Recovery Doubts Hit Transports
After trading sideways for most of June, stocks have dipped amid doubts regarding the economy. While the market’s near-term direction will hinge on economic news and interest rates, a meaningful pullback in the averages seems likely in coming months. As a partial hedge, we’re keeping about 30% of our recommended equity portfolios in Vanguard Short-Term Investment-Grade ($10.19; VFSTX), a relatively low-risk bond fund.
Too far too fast?
The Dow Transports have dropped on weakness in airfreight, railroad, and trucking stocks. Even before the recent drop in the Transports, some commentators had expressed worry about their inability to move above their May 6 closing high of 3,404.11 and confirm new highs in the Dow Industrials.
Such worries have some validity, as the failure of one average to confirm new highs in the other average can signal a heightened risk of a market pullback.

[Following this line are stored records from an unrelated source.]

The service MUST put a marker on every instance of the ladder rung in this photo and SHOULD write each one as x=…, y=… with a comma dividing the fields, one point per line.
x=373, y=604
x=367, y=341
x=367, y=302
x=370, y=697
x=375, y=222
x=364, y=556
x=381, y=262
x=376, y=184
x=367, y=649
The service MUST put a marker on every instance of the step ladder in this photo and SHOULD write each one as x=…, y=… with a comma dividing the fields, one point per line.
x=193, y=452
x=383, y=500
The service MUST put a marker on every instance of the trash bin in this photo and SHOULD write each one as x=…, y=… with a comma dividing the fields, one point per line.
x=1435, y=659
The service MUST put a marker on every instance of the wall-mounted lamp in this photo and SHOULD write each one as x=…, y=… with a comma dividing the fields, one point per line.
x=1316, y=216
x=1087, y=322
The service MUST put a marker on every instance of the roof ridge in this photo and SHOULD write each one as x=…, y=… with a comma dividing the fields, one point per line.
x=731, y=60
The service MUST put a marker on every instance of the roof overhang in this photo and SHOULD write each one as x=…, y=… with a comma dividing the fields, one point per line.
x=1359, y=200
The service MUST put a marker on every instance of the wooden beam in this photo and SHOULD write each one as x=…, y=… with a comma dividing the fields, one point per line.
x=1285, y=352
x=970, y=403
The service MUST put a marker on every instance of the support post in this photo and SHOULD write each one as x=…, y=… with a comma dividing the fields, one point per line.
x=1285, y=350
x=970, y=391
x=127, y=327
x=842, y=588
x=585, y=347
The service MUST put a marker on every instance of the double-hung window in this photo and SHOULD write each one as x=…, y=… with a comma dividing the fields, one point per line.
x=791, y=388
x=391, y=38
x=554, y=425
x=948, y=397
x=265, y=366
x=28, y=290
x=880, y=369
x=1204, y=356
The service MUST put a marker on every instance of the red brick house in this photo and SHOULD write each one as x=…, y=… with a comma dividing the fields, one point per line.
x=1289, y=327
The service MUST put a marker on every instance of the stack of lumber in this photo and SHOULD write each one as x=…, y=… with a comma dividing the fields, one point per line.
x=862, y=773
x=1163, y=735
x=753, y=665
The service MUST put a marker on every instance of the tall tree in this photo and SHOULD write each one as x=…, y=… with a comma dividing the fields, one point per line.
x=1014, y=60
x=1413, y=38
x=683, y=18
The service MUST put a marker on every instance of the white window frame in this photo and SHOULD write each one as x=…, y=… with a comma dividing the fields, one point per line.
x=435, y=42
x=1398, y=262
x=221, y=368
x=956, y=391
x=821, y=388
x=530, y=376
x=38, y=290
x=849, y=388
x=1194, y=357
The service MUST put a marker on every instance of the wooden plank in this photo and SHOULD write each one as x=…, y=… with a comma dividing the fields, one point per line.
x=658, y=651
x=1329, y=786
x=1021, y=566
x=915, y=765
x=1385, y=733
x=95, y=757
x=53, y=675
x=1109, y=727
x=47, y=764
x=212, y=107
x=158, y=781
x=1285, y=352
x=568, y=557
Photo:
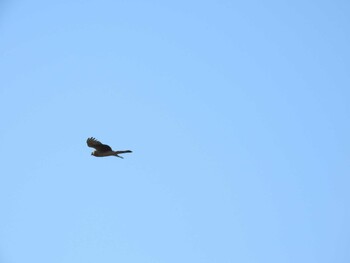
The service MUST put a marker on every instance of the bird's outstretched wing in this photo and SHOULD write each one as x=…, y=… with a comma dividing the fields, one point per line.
x=92, y=142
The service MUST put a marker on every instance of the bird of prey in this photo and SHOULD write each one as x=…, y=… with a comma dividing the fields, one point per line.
x=102, y=150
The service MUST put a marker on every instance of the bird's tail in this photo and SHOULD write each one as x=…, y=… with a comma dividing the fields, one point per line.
x=119, y=152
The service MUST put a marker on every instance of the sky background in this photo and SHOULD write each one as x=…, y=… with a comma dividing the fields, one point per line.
x=237, y=113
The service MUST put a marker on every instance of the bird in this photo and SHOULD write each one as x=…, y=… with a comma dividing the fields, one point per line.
x=102, y=150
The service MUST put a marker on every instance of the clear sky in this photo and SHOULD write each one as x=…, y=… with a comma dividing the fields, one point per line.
x=237, y=113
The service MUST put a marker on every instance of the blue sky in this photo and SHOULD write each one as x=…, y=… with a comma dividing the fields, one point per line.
x=237, y=113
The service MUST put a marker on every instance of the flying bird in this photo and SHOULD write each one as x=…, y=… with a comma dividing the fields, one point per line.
x=102, y=150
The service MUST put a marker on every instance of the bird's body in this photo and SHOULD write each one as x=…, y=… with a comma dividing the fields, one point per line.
x=102, y=150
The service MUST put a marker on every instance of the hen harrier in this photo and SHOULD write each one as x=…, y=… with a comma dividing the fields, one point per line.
x=103, y=149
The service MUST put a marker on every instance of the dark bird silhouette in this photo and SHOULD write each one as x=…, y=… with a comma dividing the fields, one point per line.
x=102, y=150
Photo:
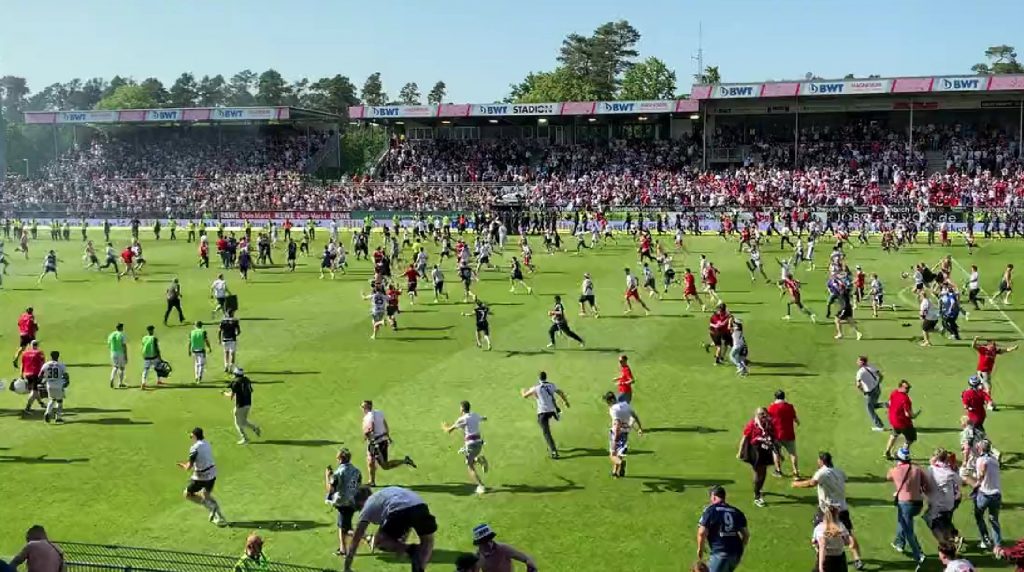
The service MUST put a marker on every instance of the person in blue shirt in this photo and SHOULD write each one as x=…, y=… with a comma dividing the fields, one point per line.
x=723, y=529
x=949, y=309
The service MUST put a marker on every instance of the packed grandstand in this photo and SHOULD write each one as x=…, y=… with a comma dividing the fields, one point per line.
x=969, y=156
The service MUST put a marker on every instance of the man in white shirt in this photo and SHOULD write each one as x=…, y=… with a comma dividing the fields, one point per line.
x=929, y=313
x=988, y=497
x=868, y=382
x=830, y=483
x=942, y=497
x=219, y=292
x=54, y=375
x=473, y=439
x=395, y=511
x=623, y=421
x=204, y=476
x=547, y=407
x=377, y=434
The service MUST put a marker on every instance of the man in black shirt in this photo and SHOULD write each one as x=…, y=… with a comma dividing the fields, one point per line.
x=174, y=302
x=227, y=336
x=480, y=313
x=559, y=323
x=723, y=529
x=242, y=393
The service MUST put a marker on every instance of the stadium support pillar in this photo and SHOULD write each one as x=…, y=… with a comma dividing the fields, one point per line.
x=911, y=128
x=796, y=135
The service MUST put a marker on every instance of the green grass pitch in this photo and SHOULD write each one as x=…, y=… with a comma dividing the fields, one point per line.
x=109, y=475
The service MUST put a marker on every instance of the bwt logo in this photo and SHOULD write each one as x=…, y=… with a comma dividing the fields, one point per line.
x=745, y=91
x=826, y=88
x=960, y=84
x=619, y=107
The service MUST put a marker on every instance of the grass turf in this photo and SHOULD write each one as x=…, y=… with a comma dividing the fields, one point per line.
x=109, y=475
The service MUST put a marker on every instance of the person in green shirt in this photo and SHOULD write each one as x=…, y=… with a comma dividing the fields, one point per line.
x=199, y=344
x=119, y=355
x=151, y=356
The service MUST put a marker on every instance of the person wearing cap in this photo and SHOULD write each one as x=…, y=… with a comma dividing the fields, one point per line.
x=911, y=485
x=901, y=415
x=204, y=476
x=497, y=557
x=784, y=420
x=32, y=364
x=987, y=497
x=395, y=511
x=199, y=344
x=868, y=382
x=830, y=484
x=975, y=400
x=342, y=483
x=241, y=391
x=723, y=529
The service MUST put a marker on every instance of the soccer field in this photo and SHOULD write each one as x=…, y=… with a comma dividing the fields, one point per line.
x=109, y=474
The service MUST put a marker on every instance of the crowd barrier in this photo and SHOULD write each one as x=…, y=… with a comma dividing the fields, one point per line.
x=94, y=558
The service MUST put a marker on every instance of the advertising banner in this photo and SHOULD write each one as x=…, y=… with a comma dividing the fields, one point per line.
x=656, y=106
x=736, y=90
x=966, y=83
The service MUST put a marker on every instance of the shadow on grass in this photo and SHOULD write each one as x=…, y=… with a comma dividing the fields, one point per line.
x=41, y=459
x=675, y=484
x=296, y=442
x=279, y=525
x=579, y=452
x=684, y=429
x=112, y=422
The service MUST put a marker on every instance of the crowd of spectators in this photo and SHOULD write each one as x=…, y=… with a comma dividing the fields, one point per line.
x=857, y=165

But the Transports’ decline from May 6 to May 13 was not deep enough or long enough to qualify as significant, and a near-term rebound above 3,404.11 would not represent a bull-market signal.
For a return to the bullish camp, two things must happen. First, both averages need to suffer significant corrections, with at least one average holding above its March low. Second, both averages need to close above the highs established in the rallies since March.

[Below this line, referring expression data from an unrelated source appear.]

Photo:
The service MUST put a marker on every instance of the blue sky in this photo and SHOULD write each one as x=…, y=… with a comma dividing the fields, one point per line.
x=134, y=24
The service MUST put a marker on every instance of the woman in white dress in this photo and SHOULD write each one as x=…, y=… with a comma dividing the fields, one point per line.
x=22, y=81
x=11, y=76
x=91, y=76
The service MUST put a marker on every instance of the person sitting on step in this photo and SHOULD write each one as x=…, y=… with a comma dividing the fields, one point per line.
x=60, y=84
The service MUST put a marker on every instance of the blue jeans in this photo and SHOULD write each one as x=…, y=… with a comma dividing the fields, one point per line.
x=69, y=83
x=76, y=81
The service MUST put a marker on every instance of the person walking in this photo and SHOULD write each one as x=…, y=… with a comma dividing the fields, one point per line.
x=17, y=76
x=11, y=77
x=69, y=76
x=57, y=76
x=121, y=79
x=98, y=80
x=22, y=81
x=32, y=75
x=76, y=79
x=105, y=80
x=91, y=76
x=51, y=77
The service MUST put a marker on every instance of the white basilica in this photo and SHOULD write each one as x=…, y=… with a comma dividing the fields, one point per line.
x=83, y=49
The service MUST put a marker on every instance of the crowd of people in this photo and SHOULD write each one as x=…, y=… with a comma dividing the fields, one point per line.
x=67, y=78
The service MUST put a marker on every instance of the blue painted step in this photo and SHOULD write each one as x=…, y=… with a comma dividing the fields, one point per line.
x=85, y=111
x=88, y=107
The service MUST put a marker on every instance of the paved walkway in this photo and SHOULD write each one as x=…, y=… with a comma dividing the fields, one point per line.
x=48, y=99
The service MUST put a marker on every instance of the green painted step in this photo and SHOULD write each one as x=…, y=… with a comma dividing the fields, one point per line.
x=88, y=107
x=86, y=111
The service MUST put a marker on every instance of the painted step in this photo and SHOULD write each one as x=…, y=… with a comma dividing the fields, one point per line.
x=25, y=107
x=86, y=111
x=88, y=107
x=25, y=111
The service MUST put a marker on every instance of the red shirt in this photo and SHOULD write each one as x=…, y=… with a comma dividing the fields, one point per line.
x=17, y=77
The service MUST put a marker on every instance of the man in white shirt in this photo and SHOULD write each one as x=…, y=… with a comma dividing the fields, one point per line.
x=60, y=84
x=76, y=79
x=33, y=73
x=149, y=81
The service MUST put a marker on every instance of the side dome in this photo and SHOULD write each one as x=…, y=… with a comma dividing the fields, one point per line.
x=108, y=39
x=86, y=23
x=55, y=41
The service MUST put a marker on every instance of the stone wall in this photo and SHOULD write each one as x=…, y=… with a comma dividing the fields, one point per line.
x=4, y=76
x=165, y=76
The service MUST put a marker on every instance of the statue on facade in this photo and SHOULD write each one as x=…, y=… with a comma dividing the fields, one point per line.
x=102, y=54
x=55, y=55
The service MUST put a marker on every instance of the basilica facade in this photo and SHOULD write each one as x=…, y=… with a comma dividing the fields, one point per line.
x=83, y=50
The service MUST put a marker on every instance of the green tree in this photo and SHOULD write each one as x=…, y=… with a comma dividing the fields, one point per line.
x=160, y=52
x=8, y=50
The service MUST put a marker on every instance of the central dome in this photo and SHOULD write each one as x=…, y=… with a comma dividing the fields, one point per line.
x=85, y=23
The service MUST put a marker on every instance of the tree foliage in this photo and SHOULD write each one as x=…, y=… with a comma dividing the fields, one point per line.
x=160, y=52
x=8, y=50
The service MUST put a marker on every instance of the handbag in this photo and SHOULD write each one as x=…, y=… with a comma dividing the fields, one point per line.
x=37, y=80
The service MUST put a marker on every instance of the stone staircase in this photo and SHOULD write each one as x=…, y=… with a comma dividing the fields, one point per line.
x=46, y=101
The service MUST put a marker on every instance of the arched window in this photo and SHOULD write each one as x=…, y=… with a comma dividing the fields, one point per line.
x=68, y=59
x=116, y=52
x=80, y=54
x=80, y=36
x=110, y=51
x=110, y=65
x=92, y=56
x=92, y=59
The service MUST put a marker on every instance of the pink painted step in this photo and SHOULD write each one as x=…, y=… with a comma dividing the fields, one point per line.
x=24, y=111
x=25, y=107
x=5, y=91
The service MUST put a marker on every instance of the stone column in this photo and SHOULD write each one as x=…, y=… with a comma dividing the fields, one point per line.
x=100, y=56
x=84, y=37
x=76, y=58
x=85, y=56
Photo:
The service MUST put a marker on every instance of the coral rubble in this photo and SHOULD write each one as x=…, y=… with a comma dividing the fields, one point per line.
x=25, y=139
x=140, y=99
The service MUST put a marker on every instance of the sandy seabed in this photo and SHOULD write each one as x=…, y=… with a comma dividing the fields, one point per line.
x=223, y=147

In general, significant corrections retrace one-third to two-thirds of the preceding rally over three weeks to three months. Based on this rough rule of thumb, significant corrections of the rallies since March would bring the Industrials to 8,050 to 7,300 and the Transports to 2,985 to 2,565.
With investors worried that stocks have come too far too fast, near-term action in the Transports will be watched closely. Despite very weak fundamental data from the transportation sector, the Transports are trading more than 48% above their March low.

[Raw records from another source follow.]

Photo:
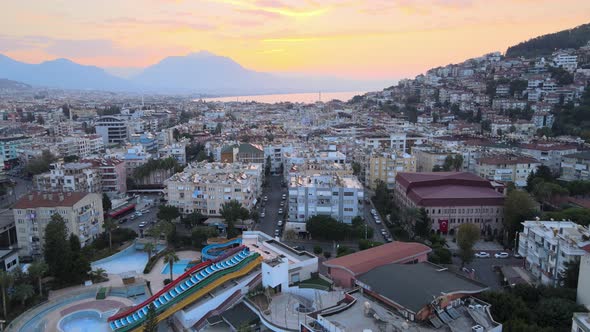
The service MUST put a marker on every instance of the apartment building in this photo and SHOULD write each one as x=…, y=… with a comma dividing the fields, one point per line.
x=82, y=213
x=205, y=187
x=507, y=168
x=112, y=129
x=244, y=152
x=385, y=165
x=549, y=154
x=575, y=166
x=70, y=177
x=340, y=197
x=451, y=199
x=113, y=174
x=548, y=245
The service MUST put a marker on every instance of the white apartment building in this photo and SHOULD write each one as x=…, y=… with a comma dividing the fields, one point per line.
x=340, y=197
x=548, y=245
x=385, y=165
x=506, y=168
x=70, y=177
x=112, y=129
x=205, y=187
x=82, y=213
x=566, y=61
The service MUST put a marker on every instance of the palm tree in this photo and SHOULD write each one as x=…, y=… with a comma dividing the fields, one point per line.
x=109, y=226
x=23, y=292
x=37, y=270
x=170, y=259
x=149, y=248
x=6, y=280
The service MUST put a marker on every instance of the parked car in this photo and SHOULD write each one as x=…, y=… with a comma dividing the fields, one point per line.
x=482, y=254
x=502, y=255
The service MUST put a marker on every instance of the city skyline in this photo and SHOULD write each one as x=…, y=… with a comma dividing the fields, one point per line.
x=353, y=39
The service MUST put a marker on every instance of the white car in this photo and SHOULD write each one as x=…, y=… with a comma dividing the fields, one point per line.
x=482, y=254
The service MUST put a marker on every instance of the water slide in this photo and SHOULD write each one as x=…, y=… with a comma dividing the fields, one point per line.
x=213, y=251
x=189, y=287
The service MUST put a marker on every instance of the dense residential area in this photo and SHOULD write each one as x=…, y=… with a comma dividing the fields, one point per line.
x=455, y=201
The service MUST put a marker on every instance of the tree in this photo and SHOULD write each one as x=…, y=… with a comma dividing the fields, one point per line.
x=170, y=258
x=168, y=213
x=151, y=320
x=109, y=226
x=37, y=270
x=57, y=250
x=518, y=206
x=569, y=277
x=149, y=248
x=467, y=236
x=423, y=224
x=233, y=211
x=23, y=292
x=106, y=203
x=6, y=280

Analysts are still slashing 2009 and 2010 profit estimates for airfreight and railroad companies, and railcar loadings continue to slump. FedEx ($50; FDX), the nation’s second-largest package shipper, recently issued a disappointing forecast for the August and November quarters.
While stocks tend to rally in advance of improvement in the economy, the market’s most recent rally is likely to falter unless investors begin to see concrete signs of revival. Subscribers should maintain significant cash positions. Top picks include Comcast ($14; CMCSA) and Hospira ($34; HSP).